Since a specific color attribute can also be open to interpretation, decisions upon the rigor in which color definitions will be enforced need to be made. Being more specific about the color content of a marble will likely result in the need for more, but smaller, jars and also increase the overall number of manual inspections a worker needs to do to classify the contents of the jar as flawed or not.

This jar clustering process can also be improved by taking a closer look at some of the additional tests that the workers perform in deciding whether a marble is flawed or not. Weight, size and glass clarity may all be easily measureable attributes — with their own inherent thresholds — and separate machines could be added to the production line to perform these functions.

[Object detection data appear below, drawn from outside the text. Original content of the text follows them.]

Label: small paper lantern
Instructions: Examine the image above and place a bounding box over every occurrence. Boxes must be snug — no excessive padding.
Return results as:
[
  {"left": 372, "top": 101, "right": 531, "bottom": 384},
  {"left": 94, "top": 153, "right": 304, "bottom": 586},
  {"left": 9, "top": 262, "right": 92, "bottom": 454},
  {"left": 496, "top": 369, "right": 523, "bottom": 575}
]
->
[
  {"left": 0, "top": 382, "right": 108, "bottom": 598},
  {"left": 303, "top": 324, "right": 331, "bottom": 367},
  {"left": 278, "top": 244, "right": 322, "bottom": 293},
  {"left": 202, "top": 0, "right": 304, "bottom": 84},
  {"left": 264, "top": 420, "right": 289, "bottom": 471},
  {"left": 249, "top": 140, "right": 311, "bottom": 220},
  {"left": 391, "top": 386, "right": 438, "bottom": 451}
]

Clustering, in turn, allows you to automatically group together similarly attributed objects, and then decide whether or not you should do something with them without having to perform test against all the members of the cluster (e.g. jar contents).

For example, domain name attributes — such as when it was registered, the location of the name servers supporting the domain, the ccTLD registration details, past IP addresses associated with the server the name is pointing to, etc. — are useful in automatic clustering terms.

However, by themselves, the clusters that materialize are of little value in practical terms unless you can successfully label them — or at least figure out how close they are related to other previously characterized objects within a cluster.

And this is where blacklists (and whitelists), for threats such as phishing domains, come in to play, as they can help to automatically characterize objects within the clusters.

In practical terms, though, most organizations probably don't want to undertake their own clustering and manual labeling processes. For one thing, you normally need tremendous volumes of historical data. For another, the process of clustering can be quite complex and hard to scale, so you need pretty beefy systems to support it. And finally, clustering at this kind of level isn't an instantaneous process.

Luckily there's a pretty simple way of being able to take all this clustering goodness and apply it to security technologies that can be deployed within enterprise networks — without requiring the heavy lifting of running dedicated clustering processes — to pre-emptively protect against evolving threats. The secret lies in the creation and distribution of a labeled "map."

Just as peaks and troughs on a topographical map indicate mountaintops and valleys, and the distance between contour lines is associated with how steep and well defined a mountain or valley are, clustering maps provide the ability to take a previously unseen or unclassified domain name and rapidly figure out its malicious associations.

Just as with the marble example of having different suppliers and changes to manufacturing processes affecting the jars in which the marbles are clustered in and subsequently classified, the internet is similarly dynamic, meaning that clustering systems and the reputation systems that depend upon them must be fed continuous streams of data and their labeled objects within each cluster need to be updated constantly, and that the "maps" themselves are time dependent.

Armed with that insight in to clustering and the relationship between blacklists and reputation systems, I've found that the folks I speak with end up having a much better understanding of how it is possible to not only keep up with, but to pre-emptively detect and protect against, an evolving threat — assuming you apply the knowledge wisely.

Such techniques can provide an early detection system for suspicious domain names and IPs, even without the presence of an infecting malware sample (or botnet agent) that can be directly correlated with these network elements.